La vallée de la chimie, durement touchée par des décennies de rejets de PFAS, fait désormais l’objet d’un suivi étroit par les agences de l’État, afin de réduire l’exposition des populations et d’engager, à terme, une remédiation de ces contaminations historiques. Les « polluants éternels » restent un défi environnemental et sanitaire majeur, mais leur présence autour de Lyon n’est plus ignorée : elle est clairement établie par des sources officielles et fait l’objet d’actions correctives en cours.
En conclusion, le charbon actif est une méthode efficace pour éliminer certains PFAS de l’eau potable, mais il présente des limitations, notamment pour les PFAS à chaîne courte. Pour une élimination plus complète, il est recommandé de combiner plusieurs technologies de traitement, telles que le charbon actif, les résines échangeuses d’ions et l’osmose inverse. La mise en place de réglementations strictes et la sensibilisation des populations sont également essentielles pour réduire l’exposition aux PFAS et protéger la santé publique.
FAQs
Nous répondons à toutes vos questions sur les sujets suivants :
- Purification de l’eau de ville
- Traitement de l’eau de forage
- Filtration de l’eau de pluie
- Protection des nuisibles
Le charbon actif est-il suffisant pour éliminer les PFAS de l’eau potable ?
Le charbon actif, notamment sous forme granulaire (GAC), est efficace pour adsorber certains PFAS, en particulier ceux à longue chaîne comme le PFOA et le PFOS. Cependant, son efficacité diminue face aux PFAS à chaîne courte (par exemple, PFBA, PFPeA), qui sont plus difficiles à capturer. De plus, des facteurs tels que le pH, la température, la présence d’autres contaminants et le temps de contact influencent la performance de la filtration. Par conséquent, le charbon actif seul peut ne pas suffire pour une élimination complète des PFAS, surtout à long terme.
Quelles technologies alternatives au charbon actif existent pour traiter les PFAS ?
les PFAS :
- Résines échangeuses d’ions : elles échangent les ions PFAS contre des ions inoffensifs, offrant une filtration ciblée.
- Filtration membranaire : des procédés comme l’osmose inverse ou la nanofiltration retiennent efficacement une large gamme de PFAS, y compris ceux à chaîne courte.
- Procédés d’oxydation avancée : utilisent des radicaux libres pour dégrader chimiquement les PFAS.
Chaque technologie a ses avantages et limitations, et leur combinaison est souvent nécessaire pour une efficacité optimale.
Quels sont les risques pour la santé associés à l’exposition aux PFAS ?
L’exposition prolongée aux PFAS est associée à divers effets néfastes sur la santé :
Perturbations hormonales et thyroïdiennes : les PFAS peuvent interférer avec le système endocrinien.
Cancers : des liens ont été établis avec des cancers du rein et des testicules.
Réduction de la réponse immunitaire : les PFAS peuvent diminuer l’efficacité du système immunitaire.

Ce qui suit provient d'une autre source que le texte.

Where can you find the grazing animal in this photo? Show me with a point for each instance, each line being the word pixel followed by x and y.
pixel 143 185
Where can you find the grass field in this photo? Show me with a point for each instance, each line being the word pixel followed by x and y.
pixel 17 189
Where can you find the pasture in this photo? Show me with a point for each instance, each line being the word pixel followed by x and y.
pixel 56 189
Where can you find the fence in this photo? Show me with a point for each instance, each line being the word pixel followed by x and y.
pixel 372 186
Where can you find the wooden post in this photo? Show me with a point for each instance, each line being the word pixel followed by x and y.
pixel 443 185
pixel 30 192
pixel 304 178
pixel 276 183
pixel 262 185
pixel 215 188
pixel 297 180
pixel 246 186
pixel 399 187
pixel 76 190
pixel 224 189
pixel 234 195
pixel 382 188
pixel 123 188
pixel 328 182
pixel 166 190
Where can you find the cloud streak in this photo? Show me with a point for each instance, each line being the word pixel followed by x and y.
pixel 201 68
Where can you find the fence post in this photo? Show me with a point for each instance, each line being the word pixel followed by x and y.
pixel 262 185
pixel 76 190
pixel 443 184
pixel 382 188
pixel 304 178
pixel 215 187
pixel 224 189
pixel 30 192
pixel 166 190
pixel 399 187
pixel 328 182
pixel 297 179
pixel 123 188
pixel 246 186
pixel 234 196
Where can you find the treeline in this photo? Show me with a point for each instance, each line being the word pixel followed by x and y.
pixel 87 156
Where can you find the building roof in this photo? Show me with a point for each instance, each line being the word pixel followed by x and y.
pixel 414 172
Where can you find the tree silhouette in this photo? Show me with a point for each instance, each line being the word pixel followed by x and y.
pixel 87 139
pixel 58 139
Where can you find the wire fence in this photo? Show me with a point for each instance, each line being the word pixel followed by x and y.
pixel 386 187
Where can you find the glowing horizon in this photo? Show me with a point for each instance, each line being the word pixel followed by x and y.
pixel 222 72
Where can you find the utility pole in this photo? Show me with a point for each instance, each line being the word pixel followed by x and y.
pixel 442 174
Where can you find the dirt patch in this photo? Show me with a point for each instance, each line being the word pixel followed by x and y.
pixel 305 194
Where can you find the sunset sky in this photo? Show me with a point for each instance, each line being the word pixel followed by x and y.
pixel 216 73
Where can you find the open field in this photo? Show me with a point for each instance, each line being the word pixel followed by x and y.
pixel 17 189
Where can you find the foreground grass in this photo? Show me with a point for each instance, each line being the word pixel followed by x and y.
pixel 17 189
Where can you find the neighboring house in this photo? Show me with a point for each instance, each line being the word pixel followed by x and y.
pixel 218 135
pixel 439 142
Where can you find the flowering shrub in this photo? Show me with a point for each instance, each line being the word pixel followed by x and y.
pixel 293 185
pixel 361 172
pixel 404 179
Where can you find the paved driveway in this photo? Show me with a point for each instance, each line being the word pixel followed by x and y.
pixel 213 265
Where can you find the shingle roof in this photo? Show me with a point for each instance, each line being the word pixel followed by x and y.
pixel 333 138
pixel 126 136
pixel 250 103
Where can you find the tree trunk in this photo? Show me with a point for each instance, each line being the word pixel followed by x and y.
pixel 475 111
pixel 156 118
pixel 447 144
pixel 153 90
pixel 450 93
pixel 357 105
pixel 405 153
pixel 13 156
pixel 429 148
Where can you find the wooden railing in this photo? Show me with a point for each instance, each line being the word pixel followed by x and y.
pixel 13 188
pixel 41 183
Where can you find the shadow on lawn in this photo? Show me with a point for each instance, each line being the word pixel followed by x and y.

Complications pendant la grossesse : risques accrus de prééclampsie, faible poids à la naissance, etc.
Les enfants, les femmes enceintes et les populations vivant à proximité de zones industrielles sont particulièrement vulnérables.
Quelles sont les réglementations en vigueur concernant les PFAS dans l’eau potable ?
Les réglementations varient selon les pays :
- Union européenne : des normes sont en cours d’élaboration pour limiter la concentration de PFAS dans l’eau potable.
- France : la loi anti-PFAS (2024) prévoit un contrôle renforcé de ces substances dans l’eau potable.
- États-Unis : l’Environmental Protection Agency (EPA) a fixé des limites strictes pour certains PFAS, avec des objectifs de concentration proches de zéro.
Ces réglementations visent à réduire l’exposition des populations aux PFAS et à protéger la santé publique.